Васька исподлобья взглянул на Виталия и прижал ладонь к шраму, хотя щека не дергалась. В глазах мелькнула недоверчивая настороженность.
— Все равно, — вздохнув, сказал он, словно освобождаясь от какого-то груза, — дружбы у нас не получится, — и усмехнулся. — Разного мы поля ягодки.
— Совесть не позволяет?
— Совесть моя пока чиста.
Разговор затягивался. И оба не собирались его кончать. Виталий видел, что Ваську начинают терзать сомнения, что разговор этот разбередил ему душу. Но доверия, которого так жаждал Виталий, все-таки не было. И напряжение в разговоре начинало спадать, это Виталий тоже чувствовал. Может быть, зря он сказал насчет дружбы? Но это вырвалось бесконтрольно, как дыхание. Просто Виталий добивался доверия. Он видел, Васька не врет сейчас, и совесть, по его понятиям, у него действительно чиста. По его понятиям…
Затянувшееся молчание неожиданно нарушил Васька.
— А мать… чего она вам сказала… про себя?
— Одинокая она, — задумчиво ответил Виталий. — У нее только воспоминания и ты… тоже как воспоминание.
— И этот…
— От этого радости, видно, мало. От одиночества, от тоски спасалась. Когда тебя не было.

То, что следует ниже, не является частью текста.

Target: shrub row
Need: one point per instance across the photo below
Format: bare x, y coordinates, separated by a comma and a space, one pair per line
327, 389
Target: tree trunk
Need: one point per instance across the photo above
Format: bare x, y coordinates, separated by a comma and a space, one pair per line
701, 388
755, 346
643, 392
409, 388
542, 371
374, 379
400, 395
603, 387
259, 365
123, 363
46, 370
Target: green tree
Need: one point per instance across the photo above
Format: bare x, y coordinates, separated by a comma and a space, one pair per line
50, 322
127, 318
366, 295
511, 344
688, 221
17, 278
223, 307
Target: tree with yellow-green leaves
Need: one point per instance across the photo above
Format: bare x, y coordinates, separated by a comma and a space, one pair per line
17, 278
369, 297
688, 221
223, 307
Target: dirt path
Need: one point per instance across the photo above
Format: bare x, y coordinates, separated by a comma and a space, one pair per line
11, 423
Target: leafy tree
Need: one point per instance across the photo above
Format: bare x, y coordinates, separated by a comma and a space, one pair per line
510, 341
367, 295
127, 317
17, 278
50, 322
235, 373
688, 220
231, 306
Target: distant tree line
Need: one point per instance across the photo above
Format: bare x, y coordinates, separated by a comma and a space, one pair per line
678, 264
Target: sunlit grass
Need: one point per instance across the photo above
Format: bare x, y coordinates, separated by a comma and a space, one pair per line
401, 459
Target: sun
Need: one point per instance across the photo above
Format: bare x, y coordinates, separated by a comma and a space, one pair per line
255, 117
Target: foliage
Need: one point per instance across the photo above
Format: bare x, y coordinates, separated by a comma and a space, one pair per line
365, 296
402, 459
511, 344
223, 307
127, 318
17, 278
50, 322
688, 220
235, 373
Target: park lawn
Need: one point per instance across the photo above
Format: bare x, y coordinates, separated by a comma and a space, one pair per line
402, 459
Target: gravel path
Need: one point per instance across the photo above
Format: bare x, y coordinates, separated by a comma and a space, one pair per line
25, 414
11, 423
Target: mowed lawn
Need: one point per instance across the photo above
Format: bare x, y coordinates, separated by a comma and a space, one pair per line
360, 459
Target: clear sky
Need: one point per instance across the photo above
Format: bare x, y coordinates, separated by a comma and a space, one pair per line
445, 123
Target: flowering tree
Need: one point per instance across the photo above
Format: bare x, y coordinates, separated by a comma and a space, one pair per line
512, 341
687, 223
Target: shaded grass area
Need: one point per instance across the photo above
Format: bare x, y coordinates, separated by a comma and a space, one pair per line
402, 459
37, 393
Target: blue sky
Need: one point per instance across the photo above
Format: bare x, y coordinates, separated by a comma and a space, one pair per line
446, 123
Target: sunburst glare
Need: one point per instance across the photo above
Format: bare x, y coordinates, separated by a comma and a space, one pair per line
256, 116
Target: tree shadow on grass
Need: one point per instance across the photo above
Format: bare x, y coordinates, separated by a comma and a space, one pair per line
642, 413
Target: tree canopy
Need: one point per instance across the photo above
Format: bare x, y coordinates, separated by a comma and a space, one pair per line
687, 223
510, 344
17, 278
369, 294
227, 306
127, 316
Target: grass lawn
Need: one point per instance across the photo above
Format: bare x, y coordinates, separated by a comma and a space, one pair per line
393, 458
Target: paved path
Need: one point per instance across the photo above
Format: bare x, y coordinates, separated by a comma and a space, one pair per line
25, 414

— Я ей писал: «Вернусь — вместе будем», — неуступчиво проговорил Васька. — А она…
В этот момент дверь с шумом распахнулась, и на пороге выросла толстая фигура Свиридова.
— Та-ак… Допрос? — громко спросил он.
Виталий сдержанно ответил:
— Беседа, Николай Иванович.
— Не имеет значения. Зайдите, Лосев, ко мне.